Padding allocations is counter-productive


With just in time manufacturing it is counter-productive to pad or inflate item Lead Days and Job Days allocations because it distorts Time to Shipment targets for sell items and you lose the ability to track late POs and late starting jobs.  


Allocations are inter-connected


Item allocations are inter-connected.  Whenever an item has a To Order policy, its Lead Days and/or Job Days allocations contribute to the lead times of higher level items.  So whenever you pad or inflate allocations at one level, it can inflate allocation values at the next higher level.  Furthermore, the inflation effect magnifies at each higher level and can result in severely distorted Time to Shipment targets for top level items.  This defeats one of the core purposes of Time to Shipment MRP, which is to achieve realistic and reliable ship dates.

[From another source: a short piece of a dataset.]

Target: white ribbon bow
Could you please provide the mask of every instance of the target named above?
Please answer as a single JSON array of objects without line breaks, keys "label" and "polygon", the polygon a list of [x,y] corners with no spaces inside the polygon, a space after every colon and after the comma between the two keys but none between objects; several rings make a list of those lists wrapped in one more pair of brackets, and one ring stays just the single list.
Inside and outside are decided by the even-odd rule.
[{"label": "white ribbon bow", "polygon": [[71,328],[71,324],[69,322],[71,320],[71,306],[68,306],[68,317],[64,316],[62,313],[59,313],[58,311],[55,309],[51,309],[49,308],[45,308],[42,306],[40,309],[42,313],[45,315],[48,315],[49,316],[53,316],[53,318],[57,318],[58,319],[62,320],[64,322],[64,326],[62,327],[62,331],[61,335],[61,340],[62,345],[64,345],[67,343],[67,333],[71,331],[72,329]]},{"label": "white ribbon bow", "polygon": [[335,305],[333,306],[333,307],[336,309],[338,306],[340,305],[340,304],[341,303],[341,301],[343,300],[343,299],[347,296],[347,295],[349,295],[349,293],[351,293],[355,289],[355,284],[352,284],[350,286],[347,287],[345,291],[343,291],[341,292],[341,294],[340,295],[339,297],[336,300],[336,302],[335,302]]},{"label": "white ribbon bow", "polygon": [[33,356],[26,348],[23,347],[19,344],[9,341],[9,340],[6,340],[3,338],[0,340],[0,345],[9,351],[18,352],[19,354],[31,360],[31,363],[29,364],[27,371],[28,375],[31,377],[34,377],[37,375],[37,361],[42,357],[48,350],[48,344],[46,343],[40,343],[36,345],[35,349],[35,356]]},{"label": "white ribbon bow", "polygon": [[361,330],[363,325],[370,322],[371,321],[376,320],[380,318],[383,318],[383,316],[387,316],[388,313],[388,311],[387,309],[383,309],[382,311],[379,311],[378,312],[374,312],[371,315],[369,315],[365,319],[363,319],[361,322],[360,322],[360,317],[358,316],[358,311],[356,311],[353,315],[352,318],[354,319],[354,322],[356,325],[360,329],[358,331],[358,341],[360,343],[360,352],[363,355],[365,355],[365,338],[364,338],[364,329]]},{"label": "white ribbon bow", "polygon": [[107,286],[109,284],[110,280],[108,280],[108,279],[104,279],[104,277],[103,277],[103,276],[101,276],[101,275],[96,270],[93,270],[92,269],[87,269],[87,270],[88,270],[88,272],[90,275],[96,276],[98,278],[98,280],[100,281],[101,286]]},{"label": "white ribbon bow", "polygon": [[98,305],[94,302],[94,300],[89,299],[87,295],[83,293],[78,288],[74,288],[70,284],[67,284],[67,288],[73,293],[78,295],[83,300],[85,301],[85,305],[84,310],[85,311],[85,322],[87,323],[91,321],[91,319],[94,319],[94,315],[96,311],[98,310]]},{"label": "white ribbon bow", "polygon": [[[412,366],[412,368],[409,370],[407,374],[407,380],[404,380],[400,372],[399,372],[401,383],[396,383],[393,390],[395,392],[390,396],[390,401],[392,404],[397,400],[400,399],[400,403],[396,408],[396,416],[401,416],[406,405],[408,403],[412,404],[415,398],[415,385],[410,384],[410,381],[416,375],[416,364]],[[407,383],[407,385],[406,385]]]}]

Realistic PO due dates are important  


P item Lead Days allocations establish PO due dates.  If you pad or inflate Lead Days allocations, PO due dates are not realistic and you lose the valuable ability to track and expedite late POs in the PO Schedule.

  

Realistic job dates are important


M item Job Days allocations establish job start and finish dates.  If you pad or inflate Job Days allocations, planned start dates are not meaningful and you lose the ability to track late starting jobs in the Release Jobs screen.

  

Meet don’t beat the schedule


To be successful with Time to Shipment MRP, make it your planning objective to meet, not beat the schedule.  Strive for realistic Lead Days and Job Days allocations so that Time to Shipment targets are plausible and achievable and so that job and PO dates provide the feedback needed for staying on schedule so that orders get shipped on time.